# Presenting PreCT, or YACT (Yet Another Cube Timer)



## spdqbr (Dec 6, 2009)

Hi everyone,

I have finally managed to learn enough HTML, CSS, and JavaScript to cobble together a cube timer for the Palm Pre. It is not currently available through the app store or through Preware, but I hope to change that soon.

I have attached the package here along with installation instructions. It also runs just fine on the emulator, available for free from Palm.

Let is also be known that I really am not good with HTML, so if anyone wanted to make any suggestions on how to improve the look I would certainly welcome them.

Enjoy!

Edit:
Removed out of date attachment. See post below for download location.


----------



## jfly (Dec 7, 2009)

First off, I love the name!
I had to see this in action, so I just installed the emulator. PreCT looks very pretty. I wish I had a Palm Pre so I could really try it out. I think the timer start/stop triggers should just be the whole screen. That way, you can remove the buttons (and make the timer huge). Also, it seems like the timer isn't stopping until I release the screen, would it be possible to have it stop the second I click down? This may just be because I'm using an emulator. Also: don't bother with the cct xml files. They grow huge, and are going to be obsolete someday (hopefully soon). And I don't think scramble length is a huge deal either. It would be nicer to be able to delete accidental times instead.


----------



## Muesli (Dec 7, 2009)

j-fly said:


> First off, I love the name!
> I had to see this in action, so I just installed the emulator. PreCT looks very pretty. I wish I had a Palm Pre so I could really try it out. I think the timer start/stop triggers should just be the whole screen. That way, you can remove the buttons (and make the timer huge). Also, it seems like the timer isn't stopping until I release the screen, would it be possible to have it stop the second I click down? This may just be because I'm using an emulator. Also: don't bother with the cct xml files. They grow huge, and are going to be obsolete someday (hopefully soon). And I don't think scramble length is a huge deal either. It would be nicer to be able to delete accidental times instead.


There is a timer on the Iphone that has entire screen controls. It is really annoying because all you have to do is brush it with your sleeve and it stops. Buttons are better.


----------



## jfly (Dec 7, 2009)

I don't own an iphone or a palm pre, so I can't speak from experience, but does clothing really activate the iphone's touch screen? Do the phones detect pressure? Then maybe there could be a certain degree of pressure before the timer stops.

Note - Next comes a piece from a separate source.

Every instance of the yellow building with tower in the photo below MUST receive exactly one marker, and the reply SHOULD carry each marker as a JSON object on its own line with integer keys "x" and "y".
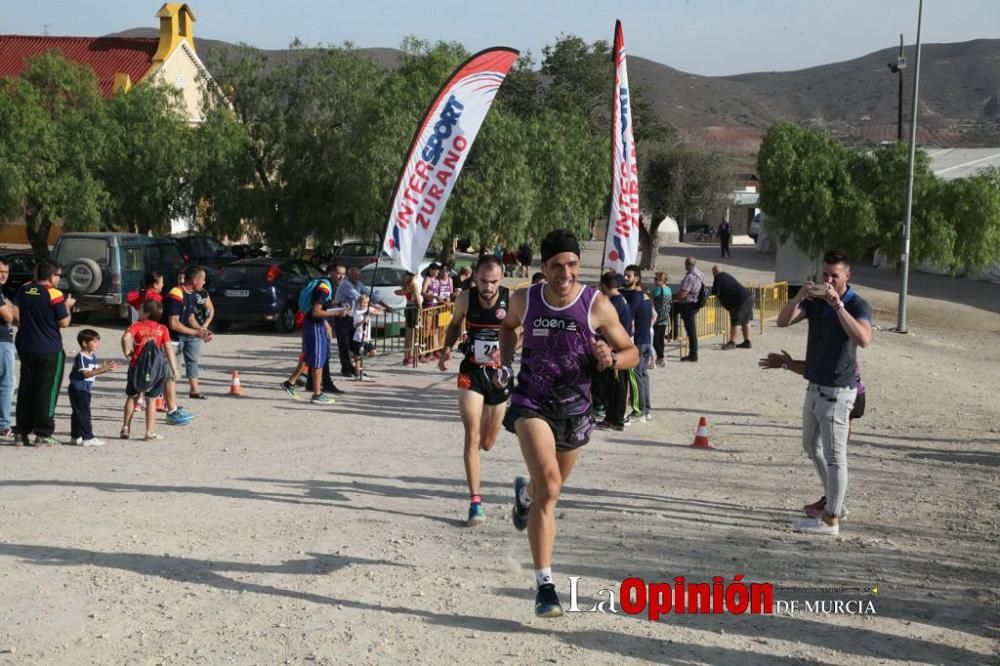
{"x": 119, "y": 63}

Also, what iphone timer are you speaking of? The only one I know of is on rubetimer.com. Boy, I wish we had a subforum for software.


----------



## Muesli (Dec 7, 2009)

Sandbest said:


> The iPhone (almost, see text after this sentence) only reacts on your finger. (But their is a funny topic (which I started) in a Dutch Apple Podcast, about things (other than body parts) you can control an iPhone with.)


Then how did I end up stopping the timer over and over by not touching with my finger?


----------



## FatBoyXPC (Dec 7, 2009)

The iPhone touchscreen works off conductance. A metal object you hold in your hand touching the screen will (most likely) work. Try like a butter knife or something. I don't have an iPhone so I can't sit there and test everything that would or would not work.


----------



## JTW2007 (Dec 8, 2009)

Musli4brekkies said:


> Sandbest said:
> 
> 
> > The iPhone (almost, see text after this sentence) only reacts on your finger. (But their is a funny topic (which I started) in a Dutch Apple Podcast, about things (other than body parts) you can control an iPhone with.)
> ...



My guess is that you didn't. You probably stopped it with your wrist or something and didn't notice, or it was a glitch in the program.

Daniel: Wish I had a Pre so I could try it out. I'm sure it's awesome though.


----------



## spdqbr (Jan 7, 2010)

Sorry to dig up old threads...

First and foremost, thanks for the comments everyone! I'll definitely be working the suggestions into future releases.

Second, there's been an update. I finally got permission the appropriate permissions to submit the PreCT to Palm's app catalog (Corporate America is weird).

I've also included the undo feature a few people mentioned.

Last, but not least, there is now a Google code repository for PreCT where I will be keeping the most up to date versions. (Hence the removal of the attached file in the first post.) I'll update when / if it gets accepted to the app store!


----------